Steve smiled at me for the first time since he got there. “Not bad, Nancy Drew, but you’re forgetting one thing.”

  “What’s that?”

  “The house has been ransacked, so unless we find climbing ropes hanging neatly above a whole shelf of sports shoes, we’re not going to be able to prove your theory. And if the ropes are gone, this break-in will only serve to cloud whoever might have used them last. I’m not totally sure you can determine ownership from a rope, no matter how great your forensic team is.”

  “I think the worst thing here is that someone is watching and following us,” said Denise, as we veered off from what for her was the real topic. “Do you think they are sitting out there right now, listening in to our conversation with one of those spy microphones? Or have they bugged my condo?”

  All the talk of bugs and mice was beginning to make my skin crawl.

  “It could be even easier than that.” Steve shrugged. “They could be monitoring the GPS on your phone and just watching when you made a move.”

  “So I drove down all those back alleys for nothing?”

  “I wouldn’t call it nothing,” Steve said drily. “You did manage to avoid the police drive-through from calling in anything of interest. But yeah, it’s way easier to keep track of someone these days. Everything is potentially programmed to connect and communicate with everything else.

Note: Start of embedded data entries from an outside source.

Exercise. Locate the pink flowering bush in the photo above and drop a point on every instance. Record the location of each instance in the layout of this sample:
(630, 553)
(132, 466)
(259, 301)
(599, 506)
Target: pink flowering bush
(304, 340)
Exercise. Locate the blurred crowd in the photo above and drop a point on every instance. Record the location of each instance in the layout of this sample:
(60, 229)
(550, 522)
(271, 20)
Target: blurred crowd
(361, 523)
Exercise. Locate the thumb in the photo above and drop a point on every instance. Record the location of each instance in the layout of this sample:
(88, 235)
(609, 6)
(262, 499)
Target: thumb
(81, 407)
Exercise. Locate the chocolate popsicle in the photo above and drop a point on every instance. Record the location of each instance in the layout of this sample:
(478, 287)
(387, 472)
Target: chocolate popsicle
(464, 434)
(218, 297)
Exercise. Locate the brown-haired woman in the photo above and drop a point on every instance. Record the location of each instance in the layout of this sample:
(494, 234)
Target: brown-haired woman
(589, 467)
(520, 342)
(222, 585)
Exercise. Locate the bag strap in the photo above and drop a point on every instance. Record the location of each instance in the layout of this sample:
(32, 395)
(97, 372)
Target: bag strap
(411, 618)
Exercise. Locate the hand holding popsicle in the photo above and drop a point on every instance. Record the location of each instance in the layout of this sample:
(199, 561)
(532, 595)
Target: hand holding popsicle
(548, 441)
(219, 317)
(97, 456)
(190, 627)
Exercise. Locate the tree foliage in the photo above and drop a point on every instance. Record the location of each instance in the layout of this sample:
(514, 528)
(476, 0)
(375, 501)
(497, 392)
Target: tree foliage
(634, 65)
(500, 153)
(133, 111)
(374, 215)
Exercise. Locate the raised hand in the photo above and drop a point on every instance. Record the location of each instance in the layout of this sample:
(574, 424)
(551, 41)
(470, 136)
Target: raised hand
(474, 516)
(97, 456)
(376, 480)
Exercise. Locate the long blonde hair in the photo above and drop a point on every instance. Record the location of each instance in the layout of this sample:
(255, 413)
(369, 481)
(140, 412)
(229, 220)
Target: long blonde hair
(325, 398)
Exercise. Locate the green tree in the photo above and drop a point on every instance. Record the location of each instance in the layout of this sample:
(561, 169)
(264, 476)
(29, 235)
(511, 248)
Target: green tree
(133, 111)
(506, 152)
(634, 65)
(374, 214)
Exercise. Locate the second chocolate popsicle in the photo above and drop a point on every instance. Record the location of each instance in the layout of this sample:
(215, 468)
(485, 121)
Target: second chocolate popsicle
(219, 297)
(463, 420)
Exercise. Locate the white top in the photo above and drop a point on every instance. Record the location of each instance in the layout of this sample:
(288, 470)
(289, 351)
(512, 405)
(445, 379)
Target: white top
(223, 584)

Your phone could talk to your fridge to determine whether you need to stop and get milk on your way home. Your GPS that helps you find your destination transforms you into a flashing blip on the great map of the electronic world. It just depends who is keeping track of that map.”

  “Who do you think it is?” I asked.

  “Well, I know we have the capacity. I’m just wondering if someone else does, too.”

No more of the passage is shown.